The question of privilege can be left for another day, because even if SAK was a privileged actor, RehabCare has sufficiently pleaded the lack of justification for SAK's actions. The HPI court noted that there would be no privilege where a hospital management company, whose privilege is based upon the management company's role in exercising business judgment on behalf of the company's hospital, would not be justified in inducing a breach of contract solely for the management company's gain, or solely for the purpose of harming the plaintiff, since such conduct would not have been done to further the hospital's interests.

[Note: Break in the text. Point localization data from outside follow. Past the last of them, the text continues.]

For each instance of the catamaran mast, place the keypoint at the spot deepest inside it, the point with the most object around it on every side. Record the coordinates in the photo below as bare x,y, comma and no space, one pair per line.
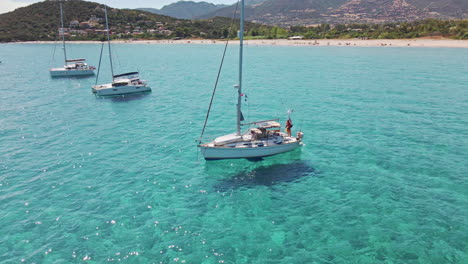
63,34
108,42
239,96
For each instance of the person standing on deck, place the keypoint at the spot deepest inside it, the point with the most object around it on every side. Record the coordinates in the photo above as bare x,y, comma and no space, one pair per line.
289,125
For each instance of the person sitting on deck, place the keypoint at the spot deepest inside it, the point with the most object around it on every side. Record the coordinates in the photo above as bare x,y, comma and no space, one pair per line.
289,125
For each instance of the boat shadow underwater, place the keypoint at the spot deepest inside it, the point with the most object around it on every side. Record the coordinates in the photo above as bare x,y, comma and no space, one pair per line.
126,97
267,176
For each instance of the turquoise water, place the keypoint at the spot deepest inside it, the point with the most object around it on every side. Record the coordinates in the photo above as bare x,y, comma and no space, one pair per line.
382,178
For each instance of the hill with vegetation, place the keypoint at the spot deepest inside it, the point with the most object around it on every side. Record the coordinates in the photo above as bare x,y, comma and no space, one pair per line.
312,12
85,21
185,9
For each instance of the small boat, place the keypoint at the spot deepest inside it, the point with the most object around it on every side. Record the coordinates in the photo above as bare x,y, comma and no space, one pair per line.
73,67
261,138
126,83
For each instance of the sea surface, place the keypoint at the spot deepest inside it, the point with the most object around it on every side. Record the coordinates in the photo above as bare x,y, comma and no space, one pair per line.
382,178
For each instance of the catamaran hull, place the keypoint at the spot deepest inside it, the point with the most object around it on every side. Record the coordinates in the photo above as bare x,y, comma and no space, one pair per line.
121,90
65,73
214,153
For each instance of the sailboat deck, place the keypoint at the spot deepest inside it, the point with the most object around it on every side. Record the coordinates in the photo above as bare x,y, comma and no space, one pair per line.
254,143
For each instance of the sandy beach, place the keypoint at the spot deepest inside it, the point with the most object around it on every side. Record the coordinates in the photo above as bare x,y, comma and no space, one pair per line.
430,43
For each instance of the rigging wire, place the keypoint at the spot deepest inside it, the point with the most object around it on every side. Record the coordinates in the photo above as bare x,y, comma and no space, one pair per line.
219,74
53,52
99,67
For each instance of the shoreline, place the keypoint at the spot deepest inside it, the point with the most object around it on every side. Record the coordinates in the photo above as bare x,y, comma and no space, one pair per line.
430,43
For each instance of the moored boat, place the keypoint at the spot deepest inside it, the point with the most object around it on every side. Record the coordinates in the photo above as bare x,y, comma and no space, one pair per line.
260,139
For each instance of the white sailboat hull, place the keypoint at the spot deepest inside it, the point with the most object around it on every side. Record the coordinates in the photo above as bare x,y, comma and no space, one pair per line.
109,90
62,72
213,153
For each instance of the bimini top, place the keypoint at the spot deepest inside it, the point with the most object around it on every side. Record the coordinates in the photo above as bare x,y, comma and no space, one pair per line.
265,124
76,60
269,124
125,74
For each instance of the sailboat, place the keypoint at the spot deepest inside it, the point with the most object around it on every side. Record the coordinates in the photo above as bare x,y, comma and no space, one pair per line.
73,67
261,138
126,83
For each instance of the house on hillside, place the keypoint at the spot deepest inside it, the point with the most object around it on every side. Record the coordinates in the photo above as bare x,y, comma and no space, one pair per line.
296,38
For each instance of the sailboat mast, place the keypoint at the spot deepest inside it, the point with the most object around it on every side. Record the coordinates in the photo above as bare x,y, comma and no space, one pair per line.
241,54
108,43
63,34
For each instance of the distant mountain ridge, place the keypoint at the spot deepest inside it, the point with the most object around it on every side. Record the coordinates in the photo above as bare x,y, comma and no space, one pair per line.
185,9
193,10
308,12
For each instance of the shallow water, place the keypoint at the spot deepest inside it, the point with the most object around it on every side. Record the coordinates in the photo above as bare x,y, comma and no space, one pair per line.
382,177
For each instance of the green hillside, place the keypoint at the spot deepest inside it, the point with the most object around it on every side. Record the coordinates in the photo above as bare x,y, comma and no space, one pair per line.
41,21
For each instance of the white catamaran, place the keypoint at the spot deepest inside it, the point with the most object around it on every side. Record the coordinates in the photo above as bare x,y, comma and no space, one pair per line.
262,138
75,67
126,83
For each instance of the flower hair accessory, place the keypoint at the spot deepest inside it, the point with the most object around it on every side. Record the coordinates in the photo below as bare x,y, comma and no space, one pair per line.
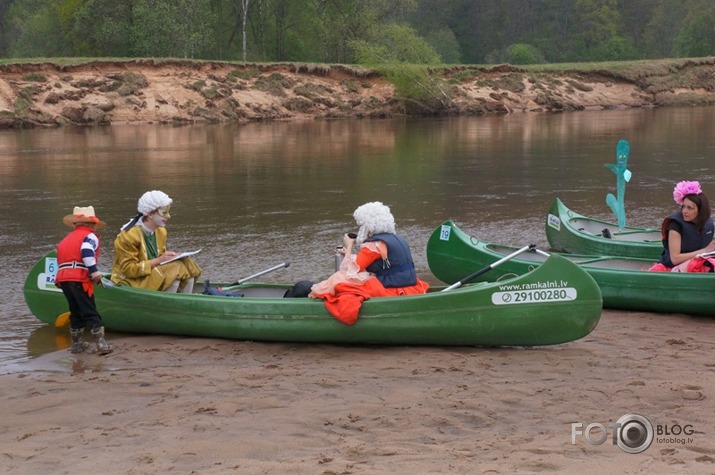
685,188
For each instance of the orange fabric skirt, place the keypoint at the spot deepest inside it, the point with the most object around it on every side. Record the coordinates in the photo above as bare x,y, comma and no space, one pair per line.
344,304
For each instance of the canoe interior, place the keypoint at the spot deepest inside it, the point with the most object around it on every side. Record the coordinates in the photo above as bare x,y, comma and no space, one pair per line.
596,228
556,303
616,263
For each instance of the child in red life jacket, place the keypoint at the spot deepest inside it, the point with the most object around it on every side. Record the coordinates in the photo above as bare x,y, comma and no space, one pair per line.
77,273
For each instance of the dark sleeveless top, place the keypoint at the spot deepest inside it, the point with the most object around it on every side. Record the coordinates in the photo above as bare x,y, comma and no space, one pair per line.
398,270
691,238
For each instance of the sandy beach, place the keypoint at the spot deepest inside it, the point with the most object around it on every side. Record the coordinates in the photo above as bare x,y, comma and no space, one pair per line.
161,404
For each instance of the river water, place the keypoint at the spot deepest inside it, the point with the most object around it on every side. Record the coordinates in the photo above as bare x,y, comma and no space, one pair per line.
252,196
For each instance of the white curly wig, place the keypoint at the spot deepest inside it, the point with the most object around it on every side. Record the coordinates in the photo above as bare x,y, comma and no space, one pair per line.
152,200
373,218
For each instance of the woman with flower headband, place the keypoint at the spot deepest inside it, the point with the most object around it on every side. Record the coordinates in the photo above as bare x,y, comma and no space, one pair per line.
688,232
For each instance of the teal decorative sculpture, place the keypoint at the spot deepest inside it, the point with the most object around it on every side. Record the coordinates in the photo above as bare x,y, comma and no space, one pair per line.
623,175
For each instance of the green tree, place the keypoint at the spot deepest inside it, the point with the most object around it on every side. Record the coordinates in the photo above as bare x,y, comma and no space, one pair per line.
445,45
104,27
172,28
696,36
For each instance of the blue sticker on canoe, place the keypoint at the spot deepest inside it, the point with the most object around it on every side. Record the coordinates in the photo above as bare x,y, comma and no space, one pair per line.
445,232
554,222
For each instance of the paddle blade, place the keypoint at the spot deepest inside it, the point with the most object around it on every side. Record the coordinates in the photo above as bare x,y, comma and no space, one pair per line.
62,320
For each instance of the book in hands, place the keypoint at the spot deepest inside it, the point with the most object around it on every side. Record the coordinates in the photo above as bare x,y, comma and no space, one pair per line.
181,256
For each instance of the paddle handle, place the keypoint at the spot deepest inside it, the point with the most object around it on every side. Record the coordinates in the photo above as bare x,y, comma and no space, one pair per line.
457,285
258,274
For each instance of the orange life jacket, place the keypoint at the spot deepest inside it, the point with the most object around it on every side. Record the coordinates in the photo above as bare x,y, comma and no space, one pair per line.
69,256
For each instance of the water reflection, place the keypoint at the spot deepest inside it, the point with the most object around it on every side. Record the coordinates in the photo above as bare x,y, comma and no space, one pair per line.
255,195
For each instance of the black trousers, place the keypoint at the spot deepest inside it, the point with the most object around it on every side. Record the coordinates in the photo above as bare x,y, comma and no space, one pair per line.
83,310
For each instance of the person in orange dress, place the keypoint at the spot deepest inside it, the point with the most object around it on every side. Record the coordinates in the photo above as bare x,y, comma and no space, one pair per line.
383,266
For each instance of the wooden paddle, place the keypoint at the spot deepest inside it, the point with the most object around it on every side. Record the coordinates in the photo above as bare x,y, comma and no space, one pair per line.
457,285
257,274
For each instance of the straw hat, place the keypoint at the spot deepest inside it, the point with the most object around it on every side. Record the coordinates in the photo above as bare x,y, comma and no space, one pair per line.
83,214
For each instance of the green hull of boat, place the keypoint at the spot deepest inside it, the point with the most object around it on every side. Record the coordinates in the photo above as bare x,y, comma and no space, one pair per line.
474,315
568,231
625,282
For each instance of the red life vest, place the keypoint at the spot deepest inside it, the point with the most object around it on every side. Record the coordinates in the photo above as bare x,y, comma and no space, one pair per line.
69,256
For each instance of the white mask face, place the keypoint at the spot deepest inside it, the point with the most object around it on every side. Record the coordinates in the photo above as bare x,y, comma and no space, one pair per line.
158,221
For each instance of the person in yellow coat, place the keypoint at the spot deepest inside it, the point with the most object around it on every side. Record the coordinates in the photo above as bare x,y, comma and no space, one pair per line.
140,255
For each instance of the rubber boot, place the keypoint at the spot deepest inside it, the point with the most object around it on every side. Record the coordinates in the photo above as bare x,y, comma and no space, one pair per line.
103,347
188,286
78,343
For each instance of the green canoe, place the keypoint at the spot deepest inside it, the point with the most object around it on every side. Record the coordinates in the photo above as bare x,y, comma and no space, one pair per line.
480,314
625,282
568,231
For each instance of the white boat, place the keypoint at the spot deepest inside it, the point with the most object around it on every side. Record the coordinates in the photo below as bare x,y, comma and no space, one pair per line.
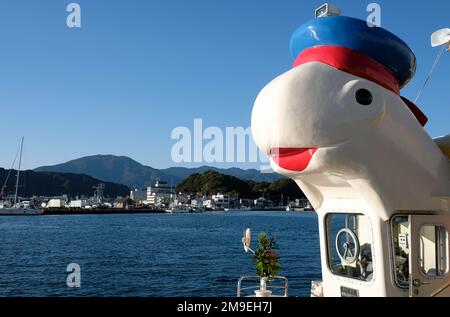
177,210
19,209
337,125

HPI, 545 N.E.2d at 678; see also RehabCare, 2007 WL 3334500,at *5. SAK notes this in its reply, but this is actually fatal to its argument, since RehabCare alleges that SAK used its authority to cause the Facility Defendants to breach their contracts and "divert funds owed RehabCare solely for SAK's gain, or to harm RehabCare." Am. Compl. ¶ 22 (emphasis added). Other parts of RehabCare's claim elaborate on this further, explaining that SAK has withheld funds paid by Medicare that are owed to RehabCare. Id. ¶ 21. Thus, RehabCare has gone past conclusional allegations (e.g., "the defendant's actions were unjust"), and stated facts that support this element of the claim.

In response, SAK argues that any money paid to it was a payment of its own fees. This is a question of fact to be decided at a later stage, see Lovellette v. S. Ry. Co., 898 F.2d 1286, 1291 (7th Cir. 1990) (finding that a 12(b)(6) motion to dismiss could not be granted because it presented issues of fact), and SAK will have an opportunity at a later stage to do so, and argue that this justifies its actions. For present purposes, RehabCare's pleadings are sufficient to satisfy the only challenged element of this tort, and SAK's motion to dismiss Count V will be denied.


For the foregoing reasons, SAK's motion [#39] is denied. SAK has until September 1, 2010 to answer the complaint.